Only relative order must be preserved.
Understanding the Search Space
A brute-force approach examines every subsequence.
For an array of length:
$$ n $$
there are:
$$ 2^n $$
possible subsequences.
Most are irrelevant.
Many violate the increasing-order requirement.
Even for moderate values of (n), exhaustive search becomes impractical.
The challenge is to exploit overlapping structure among partial solutions.
Designing the State
The key observation is that an increasing subsequence ends at a specific position.
Define:
$$ dp[i] $$
as:
The length of the longest increasing subsequence ending at position (i).
For the array:
10 9 2 5 3 7
the state:
dp[3]
asks:
Longest increasing subsequence
that must end at value 5
This definition transforms a global optimization problem into a collection of local optimization problems.
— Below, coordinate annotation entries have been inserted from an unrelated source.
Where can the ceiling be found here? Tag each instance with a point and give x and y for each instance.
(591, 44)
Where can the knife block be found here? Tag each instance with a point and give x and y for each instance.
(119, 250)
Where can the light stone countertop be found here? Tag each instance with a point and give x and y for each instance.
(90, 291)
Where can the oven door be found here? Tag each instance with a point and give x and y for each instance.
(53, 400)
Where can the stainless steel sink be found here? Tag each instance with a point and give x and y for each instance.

Understanding the Transition
Consider position:
$$ i $$
with value:
$$ a[i] $$
Which earlier positions can precede it?
Any position:
$$ j < i $$
such that:
$$ a[j] < a[i] $$
For each valid predecessor:
$$ dp[j] $$
can be extended by the current element.
Therefore:
$$ dp[i] = 1 + \max(dp[j]) $$
for all valid predecessors.
If no predecessor exists:
$$ dp[i] = 1 $$
because the element itself forms an increasing subsequence of length one.
Working Through an Example
Consider:
10 9 2 5 3 7
Initially:
| Position | Value | DP |
|---|---|---|
| 0 | 10 | 1 |
| 1 | 9 | 1 |
| 2 | 2 | 1 |
Now examine:
5
Valid predecessors:
2
Therefore:
$$ dp = 2 $$
For:
3
Valid predecessors:
2
Again:
$$ dp = 2 $$
For:
7
Valid predecessors:
2
5
3
Best predecessor length:
$$ 2 $$
Thus:
$$ dp = 3 $$
The completed table becomes:
| Value | DP |
|---|---|
| 10 | 1 |
| 9 | 1 |
| 2 | 1 |
| 5 | 2 |
| 3 | 2 |
| 7 | 3 |
The maximum value in the table is the answer.
Implementation
func LIS(nums []int) int {
n := len(nums)
dp := make([]int, n)
answer := 0
for i := 0; i < n; i++ {
dp[i] = 1
for j := 0; j < i; j++ {
if nums[j] < nums[i] {
dp[i] = max(
dp[i],
dp[j]+1,
)
}
}
answer = max(answer, dp[i])
}
return answer
}
The implementation follows the recurrence directly.
Visualizing Dependencies
Unlike LCS or grid problems, LIS does not use a rectangular table.
Dependencies form a directed graph.
Consider:
2 5 3 7
Valid transitions:
2 -> 5
2 -> 3
2 -> 7
5 -> 7
3 -> 7
Graphically:
2
| \\n| \\nv v
5 3
\ /
v
7
The dynamic programming solution computes the longest path ending at each node.
This interpretation is useful because many sequence problems can be viewed as longest-path problems in directed acyclic graphs.
Reconstructing the Sequence
The length alone is often insufficient.
To reconstruct the actual subsequence, store the predecessor responsible for each update.
parent[i] = j
whenever:
dp[j] + 1 > dp[i]
After processing all positions:
- Find the position with maximum DP value.
- Follow parent links backward.
- Reverse the collected sequence.
This produces one valid longest increasing subsequence.
Why the Quadratic Solution Works
Every increasing subsequence ending at position:
$$ i $$
must end with some predecessor:
$$ j $$
where:
$$ a[j] < a[i] $$
The recurrence examines every such predecessor.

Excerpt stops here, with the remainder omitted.